“No?” Knollys looked mildly undisturbed. “Then why not take a house some place? Really, Ellen, this—this strikes me as very pleasant, this house of Michael’s; all the room, you know, and no liveries forever underfoot. Even this—er—Marie person’s a relief. I’ve been Sir-ed now for over ten years. Do you know it is ten years since we went to live at Marble Court, Ellen?”
“We were married ten years ago next Sunday,” Ellen’s great black eyes were softer than usual, “and we went to live at the hotel directly we came back from our honeymoon. Yes, it is almost ten years, Knollys. But I’m quite contented; aren’t you? We should never be as comfortable in a house as we have been at Marble Court, I am sure. A house is such a care.”
“I suppose it is.” Knollys smothered his sigh—it was ten years since he had remembered to sigh for a house. “Too much trouble, and all that.”
“Yes,” said Ellen, firmly. “And with all I have to do—and next year I’m up for the Four-in-Hand Club—oh, it’s not to be thought of, of course. No doubt you were only joking, Nollsie——” yet she looked at him a little anxiously; for in spite of the ten years, she was more than very fond of him.
“Joking?” When he let his gaze fall, in that absent-minded way, it suddenly occurred to her that he was almost forty. That slight silvering of the hair about his temples (which secretly pleased her, as an aristocratic touch) took on a hint of new significance. “Joking? Yes, I suppose I was, my dear. I suppose I was. Yet”—his voice grew unwontedly wistful—“it would have been nice if I hadn’t been, wouldn’t it? If our house hadn’t been just a joke. Anne and Michael——”
“Anne and Michael are the two most erratic people one knows,” put in Ellen, somewhat shortly. “As a criterion, they aren’t to be taken seriously. They hide themselves here in the woods in order that Michael may write books—— Oh, they’re good books, I admit that (as Knollys started to interrupt)—but what Anne does with herself while he’s writing them I can’t imagine. A week here is very nice; but a lifetime!” Mrs. Verplanck’s slender hands went up in expressive wonderment.
“That—er—Marie girl said the winters were all right,” reminded Knollys, tentatively; “she said——”

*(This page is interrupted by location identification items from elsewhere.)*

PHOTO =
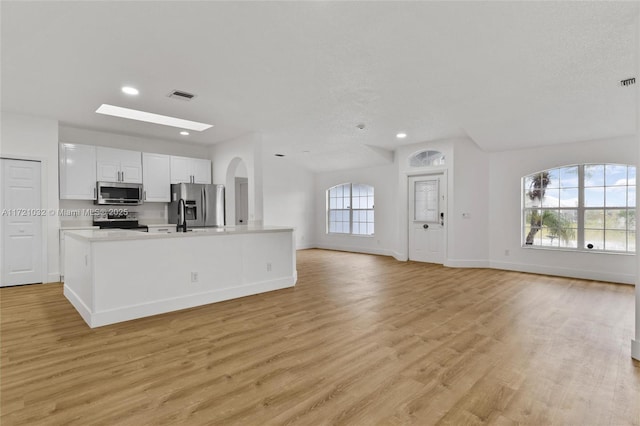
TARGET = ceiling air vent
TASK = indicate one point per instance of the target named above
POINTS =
(179, 94)
(628, 82)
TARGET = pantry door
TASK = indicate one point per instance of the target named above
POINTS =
(21, 222)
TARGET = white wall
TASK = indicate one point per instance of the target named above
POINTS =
(470, 233)
(288, 191)
(33, 138)
(507, 168)
(383, 179)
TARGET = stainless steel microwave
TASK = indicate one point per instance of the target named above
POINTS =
(117, 193)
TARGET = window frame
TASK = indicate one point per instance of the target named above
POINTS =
(581, 210)
(350, 209)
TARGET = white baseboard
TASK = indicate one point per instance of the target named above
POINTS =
(77, 303)
(53, 277)
(305, 246)
(466, 263)
(126, 313)
(566, 272)
(635, 349)
(365, 250)
(400, 257)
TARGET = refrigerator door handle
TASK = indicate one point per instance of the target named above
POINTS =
(204, 204)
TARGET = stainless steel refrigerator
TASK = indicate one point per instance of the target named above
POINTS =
(202, 205)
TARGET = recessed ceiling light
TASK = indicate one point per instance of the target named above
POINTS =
(150, 117)
(130, 90)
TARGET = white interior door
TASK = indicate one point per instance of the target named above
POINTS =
(242, 201)
(427, 218)
(21, 222)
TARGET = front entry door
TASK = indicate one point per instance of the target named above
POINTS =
(21, 222)
(427, 218)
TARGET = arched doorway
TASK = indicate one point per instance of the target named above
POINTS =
(237, 193)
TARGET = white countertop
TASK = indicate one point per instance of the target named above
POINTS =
(123, 234)
(78, 227)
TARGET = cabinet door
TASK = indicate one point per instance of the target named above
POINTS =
(108, 164)
(131, 166)
(180, 169)
(156, 173)
(77, 172)
(201, 170)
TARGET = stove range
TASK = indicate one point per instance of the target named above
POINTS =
(119, 221)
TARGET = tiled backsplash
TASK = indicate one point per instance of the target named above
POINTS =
(78, 212)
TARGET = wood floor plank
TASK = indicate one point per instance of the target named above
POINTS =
(360, 340)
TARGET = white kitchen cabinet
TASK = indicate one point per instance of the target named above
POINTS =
(77, 172)
(156, 177)
(118, 165)
(190, 170)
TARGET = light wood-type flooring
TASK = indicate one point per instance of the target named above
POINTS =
(360, 340)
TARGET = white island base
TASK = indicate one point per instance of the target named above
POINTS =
(114, 276)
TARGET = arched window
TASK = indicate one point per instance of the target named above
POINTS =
(350, 209)
(589, 207)
(426, 158)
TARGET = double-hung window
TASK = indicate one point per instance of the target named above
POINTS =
(350, 209)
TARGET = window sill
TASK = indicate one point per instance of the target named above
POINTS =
(570, 250)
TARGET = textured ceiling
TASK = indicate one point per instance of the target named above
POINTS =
(304, 74)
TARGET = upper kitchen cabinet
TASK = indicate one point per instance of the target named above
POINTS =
(118, 165)
(190, 170)
(77, 172)
(156, 173)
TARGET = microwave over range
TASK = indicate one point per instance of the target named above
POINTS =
(117, 193)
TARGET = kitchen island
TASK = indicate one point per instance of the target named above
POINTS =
(119, 275)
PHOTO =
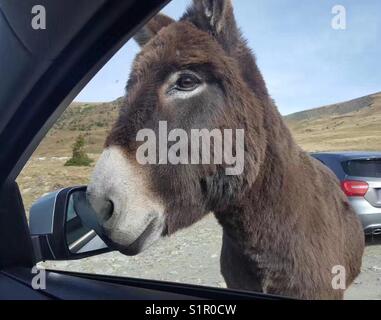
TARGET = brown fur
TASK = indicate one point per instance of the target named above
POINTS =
(286, 223)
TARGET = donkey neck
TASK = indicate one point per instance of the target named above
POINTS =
(258, 213)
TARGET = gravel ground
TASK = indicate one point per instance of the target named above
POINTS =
(194, 259)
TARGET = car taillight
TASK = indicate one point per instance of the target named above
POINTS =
(353, 188)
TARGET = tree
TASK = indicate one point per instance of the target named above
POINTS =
(79, 157)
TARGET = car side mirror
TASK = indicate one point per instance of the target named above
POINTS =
(63, 226)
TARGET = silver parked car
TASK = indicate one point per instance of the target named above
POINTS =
(360, 176)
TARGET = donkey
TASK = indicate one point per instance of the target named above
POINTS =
(287, 226)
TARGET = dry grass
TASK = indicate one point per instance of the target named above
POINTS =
(330, 129)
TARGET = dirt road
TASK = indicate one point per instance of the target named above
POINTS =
(192, 256)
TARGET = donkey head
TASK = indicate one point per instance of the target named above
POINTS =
(188, 76)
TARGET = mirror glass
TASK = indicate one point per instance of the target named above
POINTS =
(80, 237)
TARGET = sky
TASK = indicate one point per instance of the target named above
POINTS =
(305, 62)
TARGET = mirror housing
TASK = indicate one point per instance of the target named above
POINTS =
(62, 229)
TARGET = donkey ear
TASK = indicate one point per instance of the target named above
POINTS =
(218, 13)
(152, 28)
(217, 18)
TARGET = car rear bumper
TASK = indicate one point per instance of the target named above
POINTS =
(370, 216)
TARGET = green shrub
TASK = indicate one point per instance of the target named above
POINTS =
(79, 157)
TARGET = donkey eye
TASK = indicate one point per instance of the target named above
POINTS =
(187, 82)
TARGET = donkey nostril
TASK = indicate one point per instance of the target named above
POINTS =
(109, 212)
(103, 208)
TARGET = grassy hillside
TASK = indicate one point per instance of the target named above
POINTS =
(352, 125)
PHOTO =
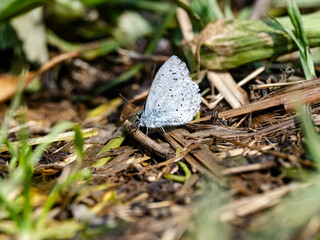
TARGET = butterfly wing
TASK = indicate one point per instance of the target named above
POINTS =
(178, 105)
(172, 71)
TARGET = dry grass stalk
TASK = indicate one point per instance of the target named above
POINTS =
(226, 85)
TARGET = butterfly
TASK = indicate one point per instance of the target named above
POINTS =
(173, 99)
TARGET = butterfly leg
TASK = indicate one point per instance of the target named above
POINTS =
(162, 129)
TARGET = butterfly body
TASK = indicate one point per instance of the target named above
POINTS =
(173, 99)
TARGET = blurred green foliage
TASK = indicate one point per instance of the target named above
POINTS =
(12, 8)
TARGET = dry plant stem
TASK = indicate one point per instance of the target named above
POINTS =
(292, 158)
(182, 155)
(253, 204)
(308, 92)
(191, 160)
(226, 85)
(147, 142)
(225, 45)
(185, 24)
(248, 168)
(204, 155)
(283, 84)
(251, 76)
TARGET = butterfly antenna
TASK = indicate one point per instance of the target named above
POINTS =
(153, 70)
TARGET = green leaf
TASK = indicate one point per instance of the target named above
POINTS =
(12, 8)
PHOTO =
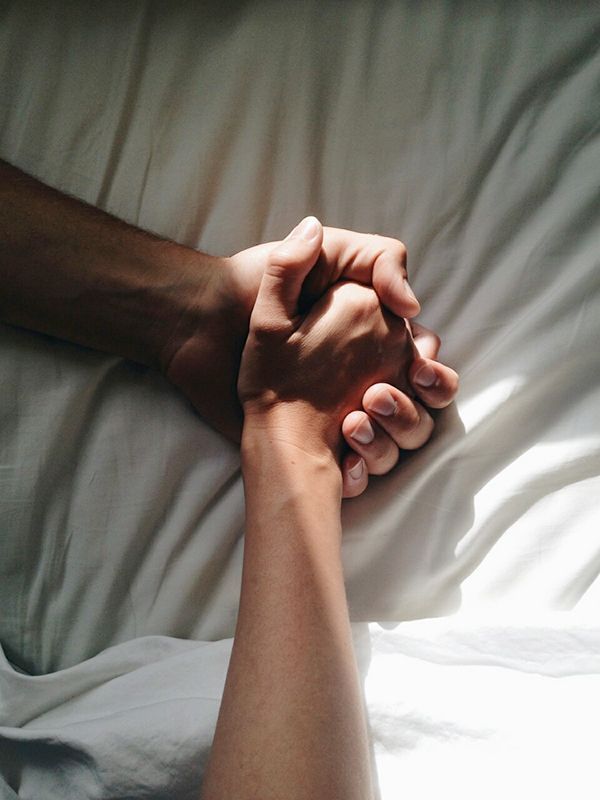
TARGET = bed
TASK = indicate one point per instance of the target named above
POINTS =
(470, 130)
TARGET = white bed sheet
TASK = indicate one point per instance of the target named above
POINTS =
(469, 130)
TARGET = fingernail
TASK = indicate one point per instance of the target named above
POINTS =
(425, 377)
(363, 433)
(357, 470)
(383, 404)
(307, 229)
(409, 291)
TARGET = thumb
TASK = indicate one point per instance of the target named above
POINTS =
(288, 265)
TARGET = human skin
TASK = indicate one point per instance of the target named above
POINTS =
(74, 272)
(291, 723)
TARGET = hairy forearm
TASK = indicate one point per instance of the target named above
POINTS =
(291, 723)
(72, 271)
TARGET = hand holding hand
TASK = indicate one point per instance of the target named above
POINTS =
(301, 373)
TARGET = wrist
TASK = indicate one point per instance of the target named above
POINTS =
(292, 425)
(293, 473)
(195, 306)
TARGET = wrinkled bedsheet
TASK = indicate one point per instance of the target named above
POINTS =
(468, 130)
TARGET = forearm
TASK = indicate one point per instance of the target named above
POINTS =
(72, 271)
(291, 723)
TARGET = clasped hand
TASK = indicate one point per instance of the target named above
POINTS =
(335, 300)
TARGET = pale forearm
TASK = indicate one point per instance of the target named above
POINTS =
(70, 270)
(291, 722)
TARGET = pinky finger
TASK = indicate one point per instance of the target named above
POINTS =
(355, 476)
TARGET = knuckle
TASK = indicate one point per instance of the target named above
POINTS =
(408, 417)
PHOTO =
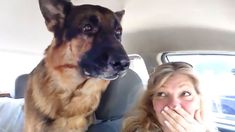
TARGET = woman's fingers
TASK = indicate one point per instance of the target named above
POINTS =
(174, 120)
(179, 120)
(184, 114)
(198, 116)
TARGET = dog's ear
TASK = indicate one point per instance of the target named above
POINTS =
(120, 14)
(54, 13)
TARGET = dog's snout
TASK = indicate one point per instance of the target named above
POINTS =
(120, 65)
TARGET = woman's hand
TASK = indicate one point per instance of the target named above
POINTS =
(178, 120)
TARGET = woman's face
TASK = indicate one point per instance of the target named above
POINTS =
(178, 90)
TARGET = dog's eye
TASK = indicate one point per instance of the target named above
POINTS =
(118, 33)
(87, 28)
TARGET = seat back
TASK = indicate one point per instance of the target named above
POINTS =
(20, 86)
(119, 97)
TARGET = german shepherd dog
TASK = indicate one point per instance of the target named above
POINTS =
(65, 88)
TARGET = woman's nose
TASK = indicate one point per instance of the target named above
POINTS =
(173, 102)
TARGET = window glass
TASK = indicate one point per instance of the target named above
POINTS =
(216, 72)
(13, 64)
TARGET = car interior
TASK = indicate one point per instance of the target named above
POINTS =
(199, 32)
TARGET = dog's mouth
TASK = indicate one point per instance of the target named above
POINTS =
(106, 74)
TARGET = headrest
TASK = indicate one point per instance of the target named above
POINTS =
(120, 96)
(20, 85)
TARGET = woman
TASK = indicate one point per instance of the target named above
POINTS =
(171, 103)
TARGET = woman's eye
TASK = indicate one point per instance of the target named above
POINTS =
(186, 93)
(118, 33)
(161, 94)
(87, 28)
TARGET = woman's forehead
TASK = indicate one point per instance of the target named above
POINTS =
(177, 81)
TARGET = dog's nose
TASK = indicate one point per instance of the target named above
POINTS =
(120, 65)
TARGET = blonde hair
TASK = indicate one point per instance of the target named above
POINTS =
(143, 117)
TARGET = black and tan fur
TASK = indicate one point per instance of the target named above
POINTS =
(64, 90)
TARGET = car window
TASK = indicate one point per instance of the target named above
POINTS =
(216, 72)
(13, 64)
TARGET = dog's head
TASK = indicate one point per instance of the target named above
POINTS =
(93, 34)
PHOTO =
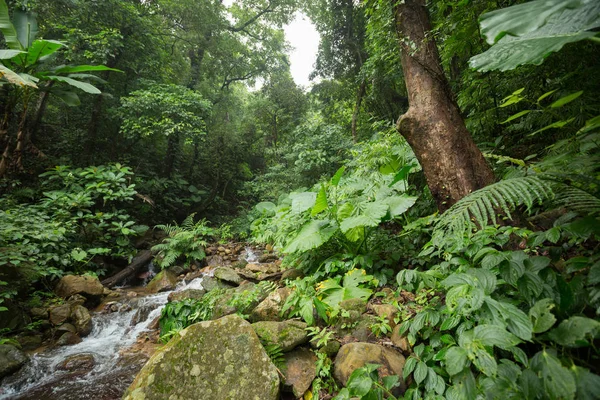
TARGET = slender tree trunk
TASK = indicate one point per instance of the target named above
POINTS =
(359, 96)
(433, 126)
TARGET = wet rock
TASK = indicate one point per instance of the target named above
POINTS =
(227, 275)
(299, 371)
(11, 359)
(195, 294)
(355, 355)
(212, 360)
(270, 308)
(400, 341)
(68, 338)
(82, 319)
(162, 282)
(84, 284)
(291, 274)
(77, 363)
(287, 335)
(60, 314)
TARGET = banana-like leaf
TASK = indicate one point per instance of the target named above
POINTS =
(86, 87)
(8, 29)
(8, 54)
(14, 78)
(40, 49)
(71, 69)
(25, 23)
(528, 33)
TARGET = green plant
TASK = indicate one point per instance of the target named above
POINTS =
(186, 240)
(365, 384)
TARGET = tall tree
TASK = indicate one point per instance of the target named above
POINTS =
(433, 125)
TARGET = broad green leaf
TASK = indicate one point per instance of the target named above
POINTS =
(86, 87)
(70, 69)
(456, 360)
(302, 201)
(528, 33)
(14, 78)
(575, 332)
(8, 54)
(541, 315)
(399, 204)
(40, 49)
(321, 202)
(565, 100)
(8, 29)
(312, 235)
(515, 116)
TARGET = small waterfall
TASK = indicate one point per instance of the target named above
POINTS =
(112, 334)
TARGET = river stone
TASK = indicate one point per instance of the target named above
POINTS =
(162, 282)
(84, 284)
(82, 319)
(287, 335)
(270, 308)
(228, 275)
(299, 371)
(212, 360)
(355, 355)
(60, 314)
(195, 294)
(77, 363)
(11, 359)
(67, 339)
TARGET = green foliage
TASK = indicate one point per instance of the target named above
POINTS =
(183, 241)
(528, 33)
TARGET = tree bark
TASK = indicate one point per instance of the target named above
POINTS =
(433, 125)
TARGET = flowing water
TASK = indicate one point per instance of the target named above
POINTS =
(115, 361)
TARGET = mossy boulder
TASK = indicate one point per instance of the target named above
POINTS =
(162, 282)
(212, 360)
(287, 335)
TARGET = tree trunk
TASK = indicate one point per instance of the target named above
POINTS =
(433, 126)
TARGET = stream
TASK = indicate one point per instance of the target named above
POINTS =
(112, 346)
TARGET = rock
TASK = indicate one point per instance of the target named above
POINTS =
(227, 275)
(287, 335)
(68, 338)
(11, 359)
(39, 312)
(291, 274)
(355, 355)
(195, 294)
(354, 304)
(388, 311)
(82, 319)
(270, 308)
(77, 363)
(66, 327)
(60, 314)
(84, 284)
(77, 299)
(299, 371)
(212, 360)
(400, 341)
(162, 282)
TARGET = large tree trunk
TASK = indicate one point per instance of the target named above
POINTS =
(433, 126)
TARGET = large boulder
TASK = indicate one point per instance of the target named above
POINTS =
(82, 320)
(162, 282)
(11, 359)
(84, 284)
(212, 360)
(299, 370)
(287, 335)
(355, 355)
(270, 308)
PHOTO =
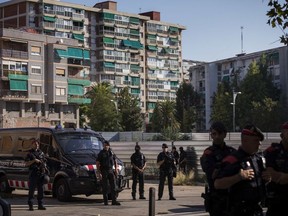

“My dear——” Mrs. Verplanck regarded her husband with the nearest disapproval she could turn upon him. “And what if she did? Do you think she knows—what would be all right for you and me? After all, you are Knollys Verplanck, of Wall Street and Marble Court. This girl—this Marie may be perfectly conscientious, perfectly respectable; but she is nothing but a plain person, my dear Knollys, merely a maid, is she not?” And with reassured composure Mrs. Verplanck rang for her.
“What are you doing?”
Two days later, and Mr. Verplanck was squinting his glasses for a nearer view of Gladys-Marie’s trim stooping figure. The stoop was over a bed of strawberries, near which Marmaduke sniffed about for catnip, guileless and very, very yellow in the morning sun.